The most direct route to reversing the trend of growing inequality would be to use the proceeds from the surtax to increase the average incomes of the poor. Cash assistance to city residents below the poverty line, for instance, or increased rent subsidies would qualify. Alternatively, the city council could pass and fund a minimal-income level for local residents. As still another option, the financial assistance could be meted out more specifically to workers in the companies subject to the surtax, or local companies more generally. Unfortunately, the proceeds were set to go into city’s general fund, only part of which increases the incomes of the poor. “City officials in Portland estimated that the new tax would generate $2.5 million to $3.5 million a year for the city’s general fund, which pays for basic public services such as housing and police and firefighter salaries.” If rental assistance is included and expanded, then the inequality of effective income could be impacted locally, though adding more police and firefighters and perhaps even buying more police cars and firetrucks would not affect the ratio.
In short, for the surtax to address the matter of income inequality most directly, the use of the tax revenue would have to be targeted to increasing the effective incomes of the poor (and middle class). Simply increasing the city’s budget dilutes the impact substantially.
On the CEO-pay end, the assumption that the surtax would result in lower CEO compensation figures is also subject to critique. What a board offers a prospective CEO must contend with what that particular labor market will bear. Furthermore, it is not clear that even 25% of a local license tax is enough money to motivate a board to reduce top executive salaries. It is also not clear that $2.5 to $3.5 million would appreciably raise income levels in a city the size of Portland—Oregon’s largest city. Were the city to increase the tax to motivate companies to bring down CEO pay and/or make a dent in the incomes of the city’s poor, companies could simply move; they could even stay in Oregon.
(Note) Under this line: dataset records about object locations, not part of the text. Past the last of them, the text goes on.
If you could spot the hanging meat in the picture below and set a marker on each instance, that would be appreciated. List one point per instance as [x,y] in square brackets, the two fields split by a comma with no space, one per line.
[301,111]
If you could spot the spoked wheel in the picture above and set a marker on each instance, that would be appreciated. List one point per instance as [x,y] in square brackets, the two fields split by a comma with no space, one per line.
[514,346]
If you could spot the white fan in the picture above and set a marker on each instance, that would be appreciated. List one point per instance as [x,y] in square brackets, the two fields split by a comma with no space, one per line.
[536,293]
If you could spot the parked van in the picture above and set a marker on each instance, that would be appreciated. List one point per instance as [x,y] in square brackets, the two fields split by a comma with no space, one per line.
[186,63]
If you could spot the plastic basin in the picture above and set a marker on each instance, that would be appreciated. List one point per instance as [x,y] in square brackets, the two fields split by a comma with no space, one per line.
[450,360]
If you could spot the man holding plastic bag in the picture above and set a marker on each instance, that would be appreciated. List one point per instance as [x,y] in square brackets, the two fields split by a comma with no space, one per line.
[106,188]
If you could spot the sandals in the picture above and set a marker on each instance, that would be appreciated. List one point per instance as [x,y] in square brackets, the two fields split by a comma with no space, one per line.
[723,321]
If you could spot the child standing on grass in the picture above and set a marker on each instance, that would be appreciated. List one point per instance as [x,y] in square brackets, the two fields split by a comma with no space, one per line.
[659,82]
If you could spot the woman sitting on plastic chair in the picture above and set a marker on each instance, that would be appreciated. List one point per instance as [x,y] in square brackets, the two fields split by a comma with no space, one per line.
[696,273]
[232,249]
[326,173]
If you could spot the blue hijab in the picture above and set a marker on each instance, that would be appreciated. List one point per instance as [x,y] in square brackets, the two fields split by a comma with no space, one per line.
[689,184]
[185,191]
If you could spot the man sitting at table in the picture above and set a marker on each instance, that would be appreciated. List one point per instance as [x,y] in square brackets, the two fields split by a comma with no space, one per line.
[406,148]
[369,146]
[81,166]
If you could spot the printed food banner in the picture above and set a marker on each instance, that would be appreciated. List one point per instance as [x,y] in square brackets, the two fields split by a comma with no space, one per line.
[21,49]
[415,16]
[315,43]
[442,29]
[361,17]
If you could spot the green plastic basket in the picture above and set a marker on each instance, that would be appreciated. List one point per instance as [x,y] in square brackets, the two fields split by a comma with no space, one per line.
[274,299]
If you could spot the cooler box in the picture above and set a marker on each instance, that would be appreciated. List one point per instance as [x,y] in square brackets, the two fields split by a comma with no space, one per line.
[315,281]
To be sure, Portland’s mayor at the time admitted that the surtax is “an imperfect instrument” with which to tackle the momentous problem of increasing income-inequality in the U.S. A better instrument would be at the State or federal level, with the proceeds going to fund a minimum income for all citizens. Lest such a “Robin Hood” approach be too stark, proceeds could be targeted more closely to the worker-CEO ratio by increasing the incomes or disposable incomes of workers.
 Gretchen Morgenson, “Portland Adopts Surcharge on C.E.O. Pay in Move vs. Income Inequality,” The New York Times, December 7, 2016.